Ready For A Brand New Joint?

Joint pain, particularly knee and hip joint pain, can put a damper on movement. Most cases are due to arthritis, which can cause pain, stiffness, and decreased range of motion (ROM). Severe arthritis can lead to the point where surgery is necessary. A total joint replacement is one of the best ways to reduce pain and improve the quality of life. However, for a brand new joint to work, patients must go through extensive rehab, which starts almost immediately.

Replacing your joints

Total joint replacement seeks to replace damaged or diseased cartilage and bone with prosthetics. Severe arthritis can wear away the smooth cartilage that prevents friction and can also damage the bone. Using minimally invasive means, the surgeon can perform the surgery with small incisions, a scope, and small tools. First, the diseased cartilage and bone are removed.

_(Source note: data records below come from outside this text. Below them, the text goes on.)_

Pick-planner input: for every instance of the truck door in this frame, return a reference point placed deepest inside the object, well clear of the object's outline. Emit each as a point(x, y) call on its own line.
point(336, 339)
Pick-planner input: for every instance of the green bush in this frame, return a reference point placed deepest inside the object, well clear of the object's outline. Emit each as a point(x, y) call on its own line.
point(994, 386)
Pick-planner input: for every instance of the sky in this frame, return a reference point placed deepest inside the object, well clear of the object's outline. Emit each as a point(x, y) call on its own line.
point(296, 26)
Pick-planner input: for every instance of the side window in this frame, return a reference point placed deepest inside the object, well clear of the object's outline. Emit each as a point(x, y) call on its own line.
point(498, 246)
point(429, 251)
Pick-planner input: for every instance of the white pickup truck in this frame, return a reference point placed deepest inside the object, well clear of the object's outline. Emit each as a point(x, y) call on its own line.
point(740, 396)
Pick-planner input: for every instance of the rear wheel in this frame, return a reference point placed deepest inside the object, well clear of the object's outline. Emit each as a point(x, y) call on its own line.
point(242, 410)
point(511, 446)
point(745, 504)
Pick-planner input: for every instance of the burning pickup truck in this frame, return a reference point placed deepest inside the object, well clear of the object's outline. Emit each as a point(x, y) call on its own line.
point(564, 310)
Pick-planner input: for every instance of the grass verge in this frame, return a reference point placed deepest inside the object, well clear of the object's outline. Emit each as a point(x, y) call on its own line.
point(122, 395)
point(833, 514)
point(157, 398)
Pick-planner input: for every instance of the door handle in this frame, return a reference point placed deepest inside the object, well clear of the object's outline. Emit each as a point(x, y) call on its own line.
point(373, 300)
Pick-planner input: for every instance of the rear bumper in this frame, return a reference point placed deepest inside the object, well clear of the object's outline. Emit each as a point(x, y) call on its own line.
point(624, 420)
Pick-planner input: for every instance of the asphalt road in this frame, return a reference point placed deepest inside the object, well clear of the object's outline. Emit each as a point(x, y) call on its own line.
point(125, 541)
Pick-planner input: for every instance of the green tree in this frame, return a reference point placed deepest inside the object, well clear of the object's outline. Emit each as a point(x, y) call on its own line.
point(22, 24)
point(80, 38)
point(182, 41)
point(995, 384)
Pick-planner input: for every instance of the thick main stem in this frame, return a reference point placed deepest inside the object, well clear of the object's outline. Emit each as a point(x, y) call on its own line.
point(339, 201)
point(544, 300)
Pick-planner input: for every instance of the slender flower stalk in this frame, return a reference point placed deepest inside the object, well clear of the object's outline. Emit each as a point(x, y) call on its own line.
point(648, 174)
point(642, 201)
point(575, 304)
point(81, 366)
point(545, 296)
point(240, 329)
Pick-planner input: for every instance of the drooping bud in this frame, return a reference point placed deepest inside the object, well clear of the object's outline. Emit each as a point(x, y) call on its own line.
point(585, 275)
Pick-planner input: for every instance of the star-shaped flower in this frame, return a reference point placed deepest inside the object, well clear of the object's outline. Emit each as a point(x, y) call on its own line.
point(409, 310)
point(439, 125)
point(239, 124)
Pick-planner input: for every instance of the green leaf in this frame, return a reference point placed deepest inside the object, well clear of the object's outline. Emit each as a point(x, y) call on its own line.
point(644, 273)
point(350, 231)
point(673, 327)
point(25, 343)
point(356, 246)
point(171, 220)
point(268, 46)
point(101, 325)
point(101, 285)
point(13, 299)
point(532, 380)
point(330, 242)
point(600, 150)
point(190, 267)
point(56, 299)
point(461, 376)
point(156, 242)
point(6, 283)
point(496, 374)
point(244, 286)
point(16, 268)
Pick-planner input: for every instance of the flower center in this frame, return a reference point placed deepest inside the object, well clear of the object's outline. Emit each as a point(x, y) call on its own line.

The surgeon will then install a prosthetic joint made of ceramic, metal, or plastic. Total joint replacement often happens on knees, hips, and occasionally on elbows and shoulders.

It’s time for rehab

Minimally invasive surgery means that most patients can leave the hospital the same day. Rehabilitation begins immediately after surgery. The goal of rehabilitation is to strengthen the joint and get the body accustomed to the new prosthetic. Rehab work also restores the range of motion, helping patients to return to regular movement. A combination of physical therapy, pain management, and physician consultation makes up the rehabilitation process.

How long does rehab take?

Changes in surgical techniques have significantly reduced recovery times. With minimally invasive surgery, recovery time can take 2-3 months on average to resume normal activities. This timeframe can vary depending on the overall health of the patient. To experience the full benefits of a new joint can take several more months, up to a year. On average, after rehabilitation, total joint replacement has a high satisfaction rate.

Starting your rehab

The next day after surgery, the surgeon will encourage walking a short distance with a walker. During the first 1-2 weeks, the patient will visit a physical therapist a few times per week. The therapist will encourage movement while providing exercises to strengthen the joint. For example, for knee and hip replacement, the therapist might use a continuous passive motion (CPM) machine. The therapist will also provide exercises to perform at home. Pain management will come in the form of medication, ice, and resting the affected joint.

Ramping things up

Physical therapy can continue for up to 4 weeks or more, depending on the therapist’s assessment. At this stage, the patient should be able to have more range of motion. Walking longer distances unassisted is also possible and recommended. The goal at this stage is to continue strengthening the muscles around the joints, improving flexibility and endurance. Pain management will continue as needed but should reduce in frequency. Weights can help speed up rehab, and other therapy devices can improve balance and muscle activation.

Getting back to business

At the 8-week mark, the patient should be able to move freely without assistive devices. The physical therapist will still encourage exercise and a healthy diet. During rehab, patients visit the surgeon to review the prosthetic and answer any questions about recovery. The patient should be able to resume activities like driving, golf, swimming, and cycling. With proper rehab, total joint replacement can reduce severe pain and stiffness. A new limb means a new lease on life.